A Machine Learning-Based Intrusion Detection Framework with Labeled Dataset Generation for IEEE 802.1 Time-Sensitive Networking

TOPSAKAL M., CEVHER S., Ergenç D.

Journal of Systems Architecture, cilt.164, 2025 (SCI-Expanded) identifier

  • Yayın Türü: Makale / Tam Makale
  • Cilt numarası: 164
  • Basım Tarihi: 2025
  • Doi Numarası: 10.1016/j.sysarc.2025.103408
  • Dergi Adı: Journal of Systems Architecture
  • Derginin Tarandığı İndeksler: Science Citation Index Expanded (SCI-EXPANDED), Scopus, Academic Search Premier, ABI/INFORM, Applied Science & Technology Source, Business Source Elite, Business Source Premier, Compendex, Computer & Applied Sciences, INSPEC, DIALNET
  • Anahtar Kelimeler: Intrusion detection systems, LDoS attacks, Machine learning, TSN
  • Karadeniz Teknik Üniversitesi Adresli: Evet

Özet

IEEE 802.1 Time-Sensitive Networking (TSN) technology has been increasingly embraced in mission-critical systems to establish deterministic communication with bounded latency.

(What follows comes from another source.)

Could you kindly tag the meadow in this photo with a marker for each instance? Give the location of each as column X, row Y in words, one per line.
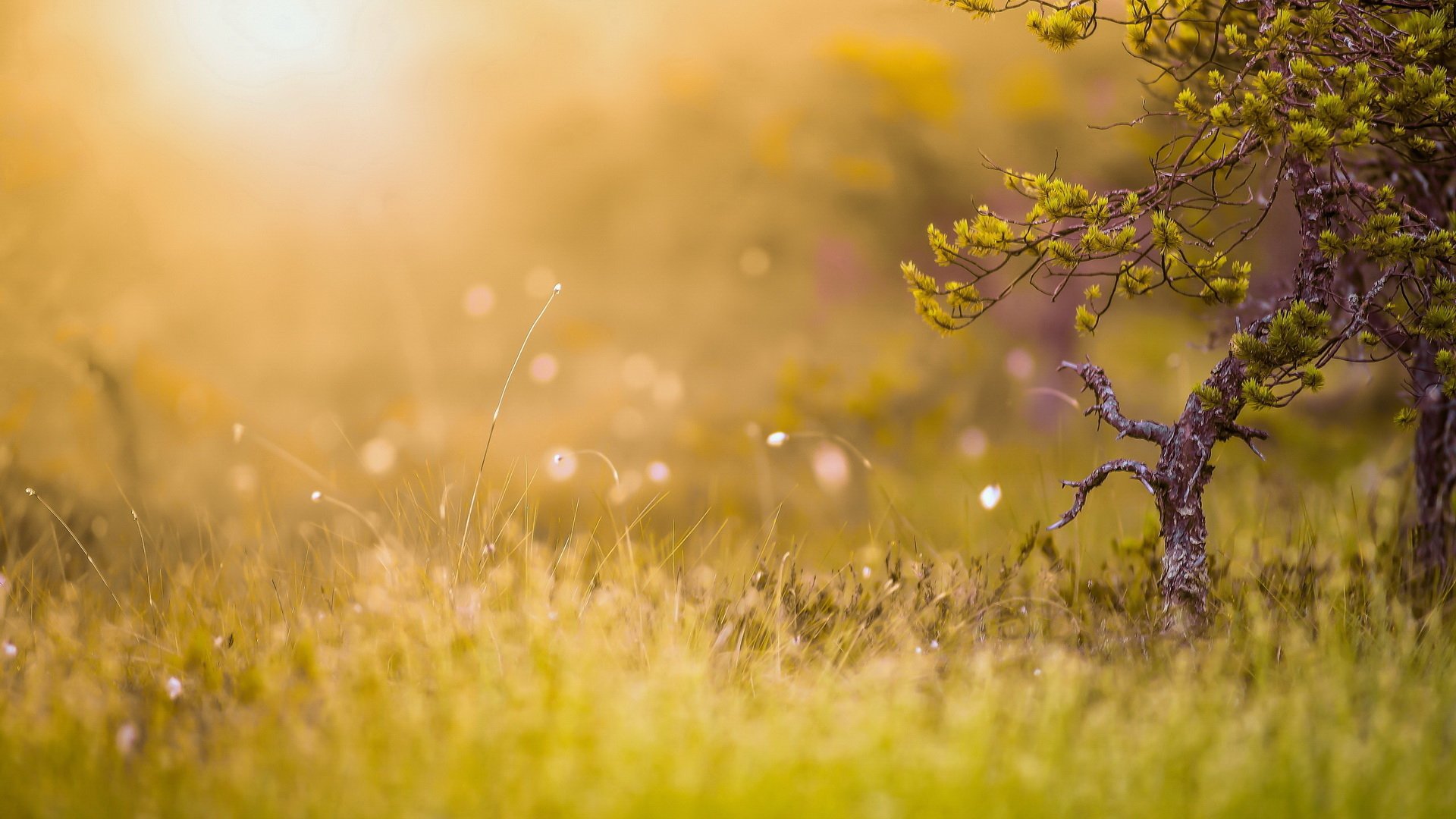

Since safety and security are of prime importance in such systems, the protection of TSN protocols has also been elevated to one of the highest priorities. In this work, we present a machine learning (ML)-based intrusion detection framework against low-rate denial of service (LDoS) attacks on TSN-based platforms. In LDoS attacks, the message period of victim streams are subtly manipulated, that makes their detection more challenging. Addressing this challenge, we evaluate and compare several ML algorithms within our framework in terms of their attack detection performance and computational cost. We also explore two different mitigation strategies to alleviate the effects of data imbalance, which is imposed by the nature of LDoS. To the best of our knowledge, our work is the first in the literature by presenting an ML-based intrusion detection framework and a TSN dataset that contains simulated LDoS attacks targeting a TSN-based in-vehicle network.